I propose to do some visualizations of ground truth labels (to validate they are in the correct order, segmentation/boundary/distance, in 1hot) and inference results, to judge by eye the performance of the network. Feel free to post here results.
Hope the above helps Foivos
Thank you so much for such a detailed answer. 1-I am only calculating the f1-score for segmentation only, from code it may seem like I am using boundary and distance as well. 2- I am using the default values for training as mentioned in the demo notebook 3- I used net.initialize() as well but for me to export the model checkpoints I had to use net.hybridize() as well 4- Yes using 4 gpus its a batch size of 8, I will work on the learning rate part 5- Yes for loss I am using all three, I will change that. I will work on your suggestions and see if it helps out.
Thanks once again.
Pleasure @Farihaa - let me know how it works out for you and feel free to post results/ask questions.
Best of luck on your experiments.
I tried the gradient accumulation way and got to accumulate gradients after 32 samples. The training is still not stable and I tried with a really low learning rate as well. I change the low learning rate after every 4 epochs by multiplying it with a factor but there was no change.I also got the augmentation running as per paper and I created the .rec files as per Data_slicing.py and chopchop.py files. The 0 class is obviously good because it represents negative class but 1 class has bad f1 score. I mean for some samples it is good but overall its bad.

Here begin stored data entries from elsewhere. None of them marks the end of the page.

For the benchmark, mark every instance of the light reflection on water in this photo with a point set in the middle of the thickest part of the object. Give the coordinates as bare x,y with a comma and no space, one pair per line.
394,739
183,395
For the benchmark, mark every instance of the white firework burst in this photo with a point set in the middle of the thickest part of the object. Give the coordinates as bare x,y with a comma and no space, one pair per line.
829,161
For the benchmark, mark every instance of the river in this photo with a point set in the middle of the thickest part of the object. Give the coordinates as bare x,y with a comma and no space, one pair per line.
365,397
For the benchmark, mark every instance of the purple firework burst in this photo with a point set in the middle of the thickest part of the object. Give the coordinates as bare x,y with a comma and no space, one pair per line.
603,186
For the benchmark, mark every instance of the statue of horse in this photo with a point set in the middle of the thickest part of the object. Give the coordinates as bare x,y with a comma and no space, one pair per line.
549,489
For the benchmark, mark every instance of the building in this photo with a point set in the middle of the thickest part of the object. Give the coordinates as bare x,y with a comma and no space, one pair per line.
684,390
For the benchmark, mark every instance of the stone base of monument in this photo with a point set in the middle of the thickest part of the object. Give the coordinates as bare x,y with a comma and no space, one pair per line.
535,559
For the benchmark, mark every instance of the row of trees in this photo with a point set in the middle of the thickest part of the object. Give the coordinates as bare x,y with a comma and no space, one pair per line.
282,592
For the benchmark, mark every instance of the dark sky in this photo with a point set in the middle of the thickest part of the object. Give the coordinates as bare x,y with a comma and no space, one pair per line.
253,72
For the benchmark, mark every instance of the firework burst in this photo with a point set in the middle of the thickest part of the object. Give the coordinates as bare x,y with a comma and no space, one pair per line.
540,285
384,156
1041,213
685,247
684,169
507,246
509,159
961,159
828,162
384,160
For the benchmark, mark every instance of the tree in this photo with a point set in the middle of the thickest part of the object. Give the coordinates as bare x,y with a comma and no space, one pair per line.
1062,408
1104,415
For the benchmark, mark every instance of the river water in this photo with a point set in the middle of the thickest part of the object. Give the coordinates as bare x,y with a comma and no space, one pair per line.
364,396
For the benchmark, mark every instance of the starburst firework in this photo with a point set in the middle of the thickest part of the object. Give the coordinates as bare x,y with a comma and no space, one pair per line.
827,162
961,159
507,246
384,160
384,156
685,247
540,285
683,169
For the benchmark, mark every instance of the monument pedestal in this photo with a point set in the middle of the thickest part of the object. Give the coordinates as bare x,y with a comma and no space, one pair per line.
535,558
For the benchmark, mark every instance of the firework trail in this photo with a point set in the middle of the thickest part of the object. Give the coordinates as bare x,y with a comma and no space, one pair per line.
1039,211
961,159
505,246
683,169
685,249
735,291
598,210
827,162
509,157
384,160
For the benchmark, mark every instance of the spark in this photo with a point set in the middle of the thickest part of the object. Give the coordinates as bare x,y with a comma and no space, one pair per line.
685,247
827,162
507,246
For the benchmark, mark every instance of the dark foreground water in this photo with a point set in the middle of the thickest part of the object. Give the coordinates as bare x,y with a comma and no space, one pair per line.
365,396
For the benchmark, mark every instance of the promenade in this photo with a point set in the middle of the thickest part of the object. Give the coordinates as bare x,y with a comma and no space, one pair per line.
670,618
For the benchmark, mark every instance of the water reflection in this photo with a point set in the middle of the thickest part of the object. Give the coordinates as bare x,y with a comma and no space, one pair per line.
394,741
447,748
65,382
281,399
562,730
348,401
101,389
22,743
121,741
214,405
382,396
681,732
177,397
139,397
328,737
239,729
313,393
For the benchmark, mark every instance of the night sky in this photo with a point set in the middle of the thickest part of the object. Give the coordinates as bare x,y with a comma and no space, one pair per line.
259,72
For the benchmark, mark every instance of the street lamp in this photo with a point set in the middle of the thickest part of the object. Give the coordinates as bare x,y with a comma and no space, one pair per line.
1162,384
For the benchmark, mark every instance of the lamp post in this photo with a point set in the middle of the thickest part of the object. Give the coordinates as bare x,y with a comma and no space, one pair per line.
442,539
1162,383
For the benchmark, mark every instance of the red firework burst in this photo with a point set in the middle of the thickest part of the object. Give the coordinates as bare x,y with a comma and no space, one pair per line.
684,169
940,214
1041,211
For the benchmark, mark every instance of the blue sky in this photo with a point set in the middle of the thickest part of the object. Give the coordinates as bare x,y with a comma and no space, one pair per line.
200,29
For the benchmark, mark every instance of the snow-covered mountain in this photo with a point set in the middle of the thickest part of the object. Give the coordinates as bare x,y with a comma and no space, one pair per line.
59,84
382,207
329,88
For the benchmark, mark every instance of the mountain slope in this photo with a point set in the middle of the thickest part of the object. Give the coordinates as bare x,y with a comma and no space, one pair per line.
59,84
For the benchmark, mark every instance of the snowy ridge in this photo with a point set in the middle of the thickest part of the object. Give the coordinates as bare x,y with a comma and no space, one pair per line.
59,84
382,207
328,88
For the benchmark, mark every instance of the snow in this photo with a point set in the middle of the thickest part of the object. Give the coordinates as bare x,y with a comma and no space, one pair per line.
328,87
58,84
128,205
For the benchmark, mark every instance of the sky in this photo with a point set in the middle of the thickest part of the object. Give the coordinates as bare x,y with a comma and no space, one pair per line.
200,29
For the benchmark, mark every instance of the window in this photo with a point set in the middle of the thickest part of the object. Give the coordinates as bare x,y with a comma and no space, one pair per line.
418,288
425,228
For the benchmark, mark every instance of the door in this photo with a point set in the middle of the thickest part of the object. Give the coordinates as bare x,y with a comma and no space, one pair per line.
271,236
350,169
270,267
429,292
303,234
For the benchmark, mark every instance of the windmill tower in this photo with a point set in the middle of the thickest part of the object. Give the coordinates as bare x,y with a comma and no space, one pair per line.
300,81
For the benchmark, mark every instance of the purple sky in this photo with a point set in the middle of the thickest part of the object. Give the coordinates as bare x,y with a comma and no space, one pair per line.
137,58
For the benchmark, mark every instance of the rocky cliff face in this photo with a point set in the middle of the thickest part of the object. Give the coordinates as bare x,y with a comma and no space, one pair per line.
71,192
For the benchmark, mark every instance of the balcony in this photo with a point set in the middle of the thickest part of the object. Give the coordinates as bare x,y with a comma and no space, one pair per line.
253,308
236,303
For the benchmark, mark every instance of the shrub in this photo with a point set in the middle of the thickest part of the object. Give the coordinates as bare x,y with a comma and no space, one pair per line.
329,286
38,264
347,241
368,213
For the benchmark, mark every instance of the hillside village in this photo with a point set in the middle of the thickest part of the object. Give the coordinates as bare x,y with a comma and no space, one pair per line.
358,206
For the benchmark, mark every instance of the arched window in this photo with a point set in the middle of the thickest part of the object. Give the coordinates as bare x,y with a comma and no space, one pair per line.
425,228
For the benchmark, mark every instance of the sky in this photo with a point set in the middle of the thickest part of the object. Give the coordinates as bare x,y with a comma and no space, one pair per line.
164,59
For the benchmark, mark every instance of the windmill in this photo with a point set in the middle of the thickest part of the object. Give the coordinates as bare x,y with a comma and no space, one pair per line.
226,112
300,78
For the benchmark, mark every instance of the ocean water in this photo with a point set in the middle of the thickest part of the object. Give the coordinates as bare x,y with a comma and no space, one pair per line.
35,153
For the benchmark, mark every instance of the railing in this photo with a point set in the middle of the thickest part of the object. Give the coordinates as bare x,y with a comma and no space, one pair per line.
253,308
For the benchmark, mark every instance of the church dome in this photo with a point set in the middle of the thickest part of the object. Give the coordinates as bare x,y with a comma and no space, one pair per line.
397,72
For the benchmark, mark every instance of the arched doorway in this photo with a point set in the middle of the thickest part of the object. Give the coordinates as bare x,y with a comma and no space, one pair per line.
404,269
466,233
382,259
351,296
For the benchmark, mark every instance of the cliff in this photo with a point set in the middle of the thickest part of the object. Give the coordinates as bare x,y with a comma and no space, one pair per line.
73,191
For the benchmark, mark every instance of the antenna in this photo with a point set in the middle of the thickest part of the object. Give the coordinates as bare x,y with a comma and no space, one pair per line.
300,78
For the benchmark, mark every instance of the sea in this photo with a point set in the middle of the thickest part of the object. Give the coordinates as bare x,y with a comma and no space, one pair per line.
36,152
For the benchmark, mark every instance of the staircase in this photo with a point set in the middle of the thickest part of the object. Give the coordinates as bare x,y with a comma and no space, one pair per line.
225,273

Hi @Farihaa , please post your complete code to take a look. There is most probably a bug somewhere. I'll try my best to help.

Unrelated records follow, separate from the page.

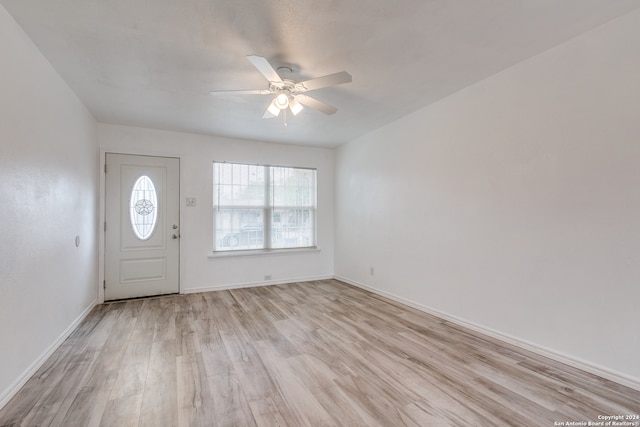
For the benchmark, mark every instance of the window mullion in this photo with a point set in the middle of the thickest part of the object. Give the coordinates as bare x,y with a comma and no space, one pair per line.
268,208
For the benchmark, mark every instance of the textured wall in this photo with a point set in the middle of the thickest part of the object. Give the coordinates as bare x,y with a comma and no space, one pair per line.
48,196
514,204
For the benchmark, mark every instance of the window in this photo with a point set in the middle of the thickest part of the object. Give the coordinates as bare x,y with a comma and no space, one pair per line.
263,207
142,207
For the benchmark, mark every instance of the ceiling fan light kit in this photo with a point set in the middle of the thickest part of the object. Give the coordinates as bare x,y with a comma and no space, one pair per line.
288,93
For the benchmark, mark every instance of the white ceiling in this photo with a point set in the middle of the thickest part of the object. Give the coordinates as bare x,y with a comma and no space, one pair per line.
152,63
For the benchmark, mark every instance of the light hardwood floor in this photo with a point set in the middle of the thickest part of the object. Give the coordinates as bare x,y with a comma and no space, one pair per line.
305,354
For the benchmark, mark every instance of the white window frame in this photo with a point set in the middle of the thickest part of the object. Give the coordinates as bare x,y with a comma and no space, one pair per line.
267,214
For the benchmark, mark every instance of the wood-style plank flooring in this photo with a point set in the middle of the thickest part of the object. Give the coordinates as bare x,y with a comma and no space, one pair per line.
306,354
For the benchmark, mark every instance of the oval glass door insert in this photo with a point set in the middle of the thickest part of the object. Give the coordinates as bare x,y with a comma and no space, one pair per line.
143,207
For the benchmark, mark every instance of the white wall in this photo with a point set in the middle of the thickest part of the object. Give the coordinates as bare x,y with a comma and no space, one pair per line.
513,205
196,153
48,196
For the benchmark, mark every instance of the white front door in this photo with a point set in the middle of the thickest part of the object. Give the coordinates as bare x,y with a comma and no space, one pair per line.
142,233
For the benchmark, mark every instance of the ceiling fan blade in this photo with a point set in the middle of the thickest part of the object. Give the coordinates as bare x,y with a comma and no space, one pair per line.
272,110
265,68
320,82
240,92
307,101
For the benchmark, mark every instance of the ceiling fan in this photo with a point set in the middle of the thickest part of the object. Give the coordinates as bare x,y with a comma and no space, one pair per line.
288,93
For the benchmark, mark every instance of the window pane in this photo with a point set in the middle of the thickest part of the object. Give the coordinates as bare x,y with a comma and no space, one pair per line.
293,228
238,229
263,207
239,185
293,187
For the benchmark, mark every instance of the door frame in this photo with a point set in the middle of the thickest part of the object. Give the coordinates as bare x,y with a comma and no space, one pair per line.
102,206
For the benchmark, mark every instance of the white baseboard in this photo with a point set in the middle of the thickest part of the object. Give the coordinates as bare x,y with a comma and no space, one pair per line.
11,391
252,284
600,371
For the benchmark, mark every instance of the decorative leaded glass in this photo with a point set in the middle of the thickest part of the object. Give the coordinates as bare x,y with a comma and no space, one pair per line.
143,207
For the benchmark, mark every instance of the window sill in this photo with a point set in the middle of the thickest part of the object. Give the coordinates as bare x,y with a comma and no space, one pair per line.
262,252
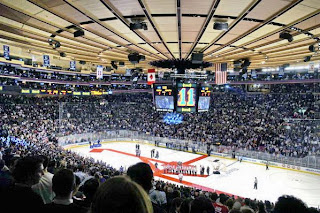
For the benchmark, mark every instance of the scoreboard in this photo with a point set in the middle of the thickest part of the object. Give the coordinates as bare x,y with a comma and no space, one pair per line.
187,97
164,97
184,98
204,99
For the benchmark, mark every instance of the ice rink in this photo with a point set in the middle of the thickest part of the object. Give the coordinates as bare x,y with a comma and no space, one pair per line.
236,178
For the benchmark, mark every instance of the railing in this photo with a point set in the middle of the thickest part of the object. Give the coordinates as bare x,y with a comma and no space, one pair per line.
184,145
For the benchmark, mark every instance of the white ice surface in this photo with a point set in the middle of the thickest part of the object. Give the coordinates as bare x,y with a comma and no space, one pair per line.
235,178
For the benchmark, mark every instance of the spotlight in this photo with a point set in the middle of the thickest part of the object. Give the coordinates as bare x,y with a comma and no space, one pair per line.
307,58
286,35
56,45
312,48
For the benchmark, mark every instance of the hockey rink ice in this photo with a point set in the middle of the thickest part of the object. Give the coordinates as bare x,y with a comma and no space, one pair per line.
236,178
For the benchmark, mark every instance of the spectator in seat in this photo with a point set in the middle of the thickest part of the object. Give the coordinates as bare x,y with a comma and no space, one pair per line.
142,174
175,205
219,205
120,194
27,172
63,185
246,206
44,187
290,204
6,179
201,205
89,189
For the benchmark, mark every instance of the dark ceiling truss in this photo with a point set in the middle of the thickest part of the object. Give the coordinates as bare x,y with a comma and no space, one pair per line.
98,22
230,53
59,31
240,18
179,26
287,8
79,27
123,20
154,27
297,31
38,37
36,46
214,6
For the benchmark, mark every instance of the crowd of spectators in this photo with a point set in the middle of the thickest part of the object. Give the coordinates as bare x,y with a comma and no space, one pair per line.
67,182
279,124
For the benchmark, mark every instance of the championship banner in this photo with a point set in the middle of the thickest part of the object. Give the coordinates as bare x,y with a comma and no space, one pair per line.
99,72
46,61
161,74
253,74
151,76
220,73
6,52
311,67
281,71
73,65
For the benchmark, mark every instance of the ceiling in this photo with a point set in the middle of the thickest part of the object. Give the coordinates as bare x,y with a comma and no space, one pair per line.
176,28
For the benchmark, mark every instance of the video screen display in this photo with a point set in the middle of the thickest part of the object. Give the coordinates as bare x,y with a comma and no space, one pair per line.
203,104
187,97
164,102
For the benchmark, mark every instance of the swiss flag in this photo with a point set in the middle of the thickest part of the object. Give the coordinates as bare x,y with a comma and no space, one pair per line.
151,76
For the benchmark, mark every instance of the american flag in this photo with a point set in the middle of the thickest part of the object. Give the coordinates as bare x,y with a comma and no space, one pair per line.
221,73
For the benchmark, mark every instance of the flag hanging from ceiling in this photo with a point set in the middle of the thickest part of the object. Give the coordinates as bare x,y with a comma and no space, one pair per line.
151,76
311,67
6,52
99,72
220,73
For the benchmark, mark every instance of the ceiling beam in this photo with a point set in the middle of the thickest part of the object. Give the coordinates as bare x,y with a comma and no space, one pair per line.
240,18
149,17
80,27
269,20
179,27
116,13
213,8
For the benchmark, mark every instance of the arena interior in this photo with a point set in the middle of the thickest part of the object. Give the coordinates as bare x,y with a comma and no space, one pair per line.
174,106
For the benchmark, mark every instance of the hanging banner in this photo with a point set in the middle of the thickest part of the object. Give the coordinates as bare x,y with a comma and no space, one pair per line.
311,67
151,76
73,65
99,72
6,52
281,71
46,61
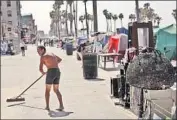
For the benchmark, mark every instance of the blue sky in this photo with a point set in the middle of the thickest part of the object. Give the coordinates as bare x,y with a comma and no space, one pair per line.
41,9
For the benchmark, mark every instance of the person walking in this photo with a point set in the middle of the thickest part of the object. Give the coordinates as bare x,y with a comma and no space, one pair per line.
22,46
51,61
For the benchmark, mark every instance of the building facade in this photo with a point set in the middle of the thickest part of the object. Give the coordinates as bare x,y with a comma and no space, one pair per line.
11,22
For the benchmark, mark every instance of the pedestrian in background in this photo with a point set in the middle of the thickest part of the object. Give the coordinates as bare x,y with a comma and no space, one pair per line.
22,46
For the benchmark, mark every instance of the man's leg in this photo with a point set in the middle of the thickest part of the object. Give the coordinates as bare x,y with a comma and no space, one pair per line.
47,95
59,96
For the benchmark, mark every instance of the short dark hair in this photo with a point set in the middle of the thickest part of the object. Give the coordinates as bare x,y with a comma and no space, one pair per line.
42,48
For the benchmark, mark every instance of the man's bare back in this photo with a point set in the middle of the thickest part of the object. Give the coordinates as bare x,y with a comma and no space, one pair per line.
50,60
52,75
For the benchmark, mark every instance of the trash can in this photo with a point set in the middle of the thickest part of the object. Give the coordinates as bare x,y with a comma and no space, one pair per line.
90,70
69,48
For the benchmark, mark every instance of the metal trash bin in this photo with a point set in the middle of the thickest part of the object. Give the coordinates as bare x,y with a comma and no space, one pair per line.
69,48
90,70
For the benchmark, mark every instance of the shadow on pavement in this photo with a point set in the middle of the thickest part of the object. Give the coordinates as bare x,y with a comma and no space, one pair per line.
110,69
97,79
22,104
58,113
16,104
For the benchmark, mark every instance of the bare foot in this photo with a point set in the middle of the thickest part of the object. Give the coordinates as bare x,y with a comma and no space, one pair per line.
60,109
47,108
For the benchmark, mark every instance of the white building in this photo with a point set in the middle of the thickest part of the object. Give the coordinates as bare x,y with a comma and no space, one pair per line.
11,22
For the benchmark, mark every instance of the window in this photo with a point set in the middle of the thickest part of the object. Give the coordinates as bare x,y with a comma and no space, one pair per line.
8,3
10,22
9,29
9,13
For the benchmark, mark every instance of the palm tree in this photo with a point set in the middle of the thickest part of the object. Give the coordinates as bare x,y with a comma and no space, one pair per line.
121,16
105,13
53,22
154,19
75,17
66,20
158,20
174,13
115,17
64,15
56,7
81,19
87,26
70,2
110,21
92,21
95,15
137,10
71,18
147,5
132,17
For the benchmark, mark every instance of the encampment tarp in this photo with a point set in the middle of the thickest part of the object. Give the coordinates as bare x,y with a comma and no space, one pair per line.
166,38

Here, '#' before a line represents that it is commented.
from mxnet import nd
from models.changedetection.mantis.mantis_dn import *
from mxnet import autograd,optimizer,gluon
import mxnet as mx
import horovod.mxnet as hvd
from multiprocessing import cpu_count
from mxboard import SummaryWriter
from nn.loss.mtsk_loss import *
from src.LVRCDDataset import *
from src.LVRCDNormal import*
from src.semseg_aug_cv2 import*
from gluoncv.utils import makedirs, TrainingHistory, export_block
from pycm import *
import os
import cv2
from tqdm import tqdm
import time
import numpy as np # linear algebra
import pandas as pd # data processing, CSV file I/O (e.g. pd.read_csv)
import logging
import random
import warnings
import argparse
from skimage.io import imread
import matplotlib.pyplot as plt
from skimage.segmentation import mark_boundaries
from skimage.measure import label, regionprops
import matplotlib.patches as mpatches
from skimage.util import montage
from skimage.io import imread , imsave
import numpy as np
montage_rgb = lambda x: np.stack([montage(x[:, :, :, i]) for i in range(x.shape[3])], -1)
from skimage.morphology import label
os.environ['MXNET_CUDNN_AUTOTUNE_DEFAULT'] = '1'
os.environ['MXNET_GPU_MEM_POOL_RESERVE'] = '19'
os.environ['MXNET_BACKWARD_DO_MIRROR'] = '1'
os.environ['MXNET_GPU_COPY_NTHREADS'] = '1'
no_cuda=False
load_ckpt =True
ep=131
if not no_cuda:
# Disable CUDA if there are no GPUs.
if mx.context.num_gpus() == 0:
no_cuda = True
def parse_args():
parser = argparse.ArgumentParser()
parser.add_argument('--batch_size', type=int, default=2,
help='training batch size per worker (default: 64)')
parser.add_argument('--epochs', type=int, default=30,
help='number of training epochs (default: 5)')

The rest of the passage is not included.